真夜中の戦い

「ァあなたは、ミス=シェリー?こんな所で何をしているのですか?」


声が裏返りそうになりながら毅然とした態度で訊く。


ここにあのガキが居るという事は、あの二人は失敗したという事だ。


……………全く、使えない。






あたし自らやるのは良いが、全く以て使えないのはそれはそれとしてイライラする。


「ミス=フィアレディーから倉庫の片付けを申しつけられまして、言われた通り片付けていたのですが、見知らぬ暴漢から襲われまして……………命からがら逃げて来ました。」


そう言って階段をゆっくり降りて来る。


「それは、どんな輩でしたか?」


「それが、覆面をしていたのでよく解らず………」


良かった、予想以上にこのガキがバカでよかった。


覆面をさせておいたのは正解だった。


「何処に居るのですか?その……賊は?」


「向うの階段の踊り場と、倉庫の中に居ます。」


階段の中腹で止まり、ジェスチャーで場所を示す。


「宜しい、では、案内しなさい。


見廻りついでに斬り捨てましょう。」


そう言って鉄剣に自然に手を伸ばす。




お前をな。




「…………ですが、少し気になる事が有るのです。」


「何ですか?早くなさい。賊が校内に侵入したのなら一刻も早く向かうのです。」


早く降りて来い。


背中を見せろ。


叩き斬ってやる。


「賊は剣を持っていたのですが、持っている剣がミス=パウワンの持っている物と瓜二つ………というか、全く同一のモノに見えたのです。


もしかしたら…………」


ゆっくりと階段を又一歩降りる。


「何が言いたいのですか?」


「いえ、ミス=パウワン程の方の使う剣に似た剣を使っているので、もしかしたら剣に詳しい賊か、でなければ高貴な出の賊やもしれません。


もしかしたら……………手強いやもしれません。」


チッ…勘の良い奴だ。


「ッ気のせいでしょう。さぁ、速く案内なさい。」


「相手は複数居ます。さっきも言いましたが、手強い可能性もあります。


幾らミス=パウワンと言えど危険です。教員棟に私から応援を………」


そう言って階段を降りて教員棟に向か追おうとする。




チッ




「小娘の二人くらいで何を言っているのです⁉


私は強い。さっさと案内しなさい!」




足が止まった。


ガキの顔が少し笑った様に見えた。


「…………小娘二人?ですか。」


………………………………………………………しまった!


「私は賊、暴漢だと思っていたのですが…………おや?どうしてそんな事を御存じなのですか?」


階段を降りて問う。


「確かに、殿方にしては小柄だとは思いましたが、顔が解らなかったのでどちらとも言えないのですよね。

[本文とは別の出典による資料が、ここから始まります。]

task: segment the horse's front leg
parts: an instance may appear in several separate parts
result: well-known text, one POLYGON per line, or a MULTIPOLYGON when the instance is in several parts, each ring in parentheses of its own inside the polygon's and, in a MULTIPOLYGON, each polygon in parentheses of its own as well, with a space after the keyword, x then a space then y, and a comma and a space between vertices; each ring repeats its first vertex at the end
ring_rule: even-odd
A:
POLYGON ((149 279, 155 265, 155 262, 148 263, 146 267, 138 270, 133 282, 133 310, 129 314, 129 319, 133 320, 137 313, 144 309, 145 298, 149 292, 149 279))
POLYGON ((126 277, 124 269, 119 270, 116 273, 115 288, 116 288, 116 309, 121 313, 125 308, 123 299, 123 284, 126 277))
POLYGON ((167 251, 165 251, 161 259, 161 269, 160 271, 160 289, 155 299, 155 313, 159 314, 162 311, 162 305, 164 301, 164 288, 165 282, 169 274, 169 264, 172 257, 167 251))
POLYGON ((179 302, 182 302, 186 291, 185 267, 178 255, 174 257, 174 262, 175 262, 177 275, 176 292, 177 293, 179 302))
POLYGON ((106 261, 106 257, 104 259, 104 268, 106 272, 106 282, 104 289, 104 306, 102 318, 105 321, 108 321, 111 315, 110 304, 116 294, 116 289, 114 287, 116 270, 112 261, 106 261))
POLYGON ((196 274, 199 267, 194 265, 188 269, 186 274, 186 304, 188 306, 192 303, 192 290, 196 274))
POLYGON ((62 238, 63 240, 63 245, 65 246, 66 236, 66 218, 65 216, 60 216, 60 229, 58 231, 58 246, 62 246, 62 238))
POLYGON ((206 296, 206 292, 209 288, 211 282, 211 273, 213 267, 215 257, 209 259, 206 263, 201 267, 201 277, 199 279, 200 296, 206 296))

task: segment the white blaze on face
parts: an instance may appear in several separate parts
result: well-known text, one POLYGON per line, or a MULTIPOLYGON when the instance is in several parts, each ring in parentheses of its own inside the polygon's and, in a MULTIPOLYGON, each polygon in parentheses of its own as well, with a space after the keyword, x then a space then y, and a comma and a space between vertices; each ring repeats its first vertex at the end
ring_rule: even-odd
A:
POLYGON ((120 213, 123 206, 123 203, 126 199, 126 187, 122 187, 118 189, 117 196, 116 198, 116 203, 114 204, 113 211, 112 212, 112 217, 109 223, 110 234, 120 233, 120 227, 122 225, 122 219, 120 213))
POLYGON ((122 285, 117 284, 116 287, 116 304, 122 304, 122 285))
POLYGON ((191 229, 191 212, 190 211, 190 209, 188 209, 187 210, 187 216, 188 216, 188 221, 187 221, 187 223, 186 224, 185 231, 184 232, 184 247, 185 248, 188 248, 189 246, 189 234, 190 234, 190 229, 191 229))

もしかして、ミス=パウワンは御存じだったのですか?賊の正体を。


それなら、何故知っていて止めなかったのでしょうか?」


このガキ…………!


「ミス=ナークとミス=エスパダは自白しました。


ミス=パウワン、何か言い逃れは有りますか?」


階段を降りて、ゆっくりと、わざわざこちらに近付いて来た。




矢張りバカガキだ。


日中は矢張り汚い手を使ったまぐれ。


こんな無防備に近づいて、馬鹿もいいところだ。




「言い逃れ?そんなものは必要ありませんよ。」


「では、職員棟で報告をさせて頂きます。」


「それも、必要ありません。」


「?」


「お前がここで頭カチ割れば報告なんざ必要無ェんだからよぉ!」




ブォン‼




ガキが剣の間合いに入った所で鉄剣を上段から思い切り振り下ろした。